Um dos nomes à frente do Projeto Incluir Direito, promovido pelo Cesa (Centro de Estudos das Sociedades de Advogados), Robson tem sido um defensor da criação de oportunidades para advogados negros, principalmente nos grandes escritórios brasileiros. A iniciativa, que já impactou centenas de jovens, busca romper barreiras estruturais e transformar o setor jurídico em um ambiente mais plural. Para ele, a inclusão não se resume a aumentar números, mas passa por acolher, capacitar e reter talentos, garantindo que eles prosperem em suas carreiras.

Na entrevista a LexLegal, Robson compartilha sua visão sobre o mercado jurídico para profissionais negros, os desafios enfrentados por jovens advogados e o impacto transformador de projetos como o Incluir Direito. Ele também reflete sobre casos recentes de racismo no ambiente acadêmico e corporativo.

Luciano Teixeira: Como você vê o espaço que existe hoje para profissionais negros no setor jurídico, especialmente nos grandes escritórios?

Robson de Oliveira: É um desafio enorme, mesmo com avanços importantes e medidas afirmativas. A presença de pessoas negras no mundo corporativo ainda é limitada. Muitos negros ainda hesitam em ocupar esses espaços, e com razão. Em 2016, um censo da Aliança Jurídica mostrou que menos de 1% dos advogados nos grandes escritórios eram negros. Em 2021, esse número subiu para 11,4%. É uma melhora significativa, mas há muito a ser feito. O desafio não é apenas incluir, mas acolher, capacitar e, principalmente, reter esses profissionais. Muitos ainda enfrentam preconceitos sutis ou velados, que tornam o ambiente difícil. Por isso, alguns ainda optam pela carreira pública, que consideram um pouco mais acolhedora.

Luciano Teixeira: Quais outros avanços você destacaria?

Robson de Oliveira: Um grande avanço é a possibilidade de discutir questões raciais abertamente nesses espaços. Lembro que, quando entrei no mercado em 2008, esses diálogos simplesmente não existiam. Hoje, temos mais liberdade para debater e trazer à tona questões de racismo. A morte de George Floyd, por exemplo, intensificou esses debates globalmente, mas vejo um risco de regressão após decisões como a da Suprema Corte dos EUA contra as cotas nas universidades.

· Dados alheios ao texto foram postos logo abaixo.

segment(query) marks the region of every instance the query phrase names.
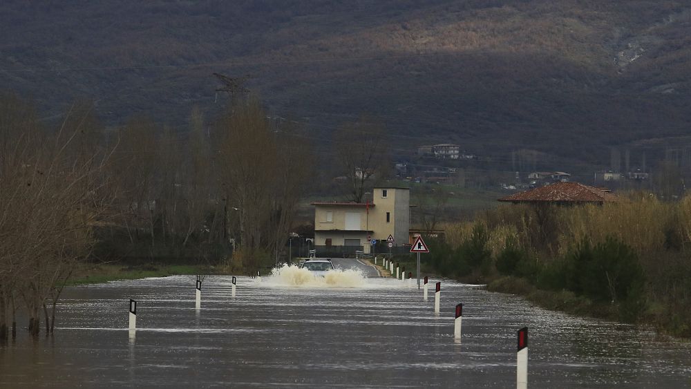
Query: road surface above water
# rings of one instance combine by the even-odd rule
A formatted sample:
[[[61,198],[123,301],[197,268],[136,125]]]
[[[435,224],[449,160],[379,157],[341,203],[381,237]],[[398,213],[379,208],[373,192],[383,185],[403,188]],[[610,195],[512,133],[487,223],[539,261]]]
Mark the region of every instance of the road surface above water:
[[[200,310],[194,281],[66,290],[53,339],[33,343],[21,330],[0,348],[0,387],[511,388],[524,325],[529,388],[691,387],[688,343],[477,286],[442,281],[435,317],[433,297],[424,302],[417,287],[392,278],[348,278],[346,287],[238,277],[234,298],[231,277],[207,276]],[[133,338],[130,298],[139,301]]]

A situação ainda exige atenção para que não haja retrocessos.

Luciano Teixeira: Recentemente, vimos um episódio envolvendo estudantes da PUC em um caso de racismo durante os Jogos Jurídicos no interior de São Paulo. Como você vê situações como essa e o reflexo delas na sociedade?

Robson de Oliveira: É lamentável, mas, infelizmente, ainda comum. Pessoas negras enfrentam preconceitos diariamente, mesmo em ambientes acadêmicos. Quando conseguimos ocupar espaços historicamente negados, isso é visto como uma ameaça ao status quo. Muitos tentam nos desvalorizar com preconceitos disfarçados de brincadeira. Esses episódios mostram o quanto ainda precisamos avançar no combate ao racismo estrutural.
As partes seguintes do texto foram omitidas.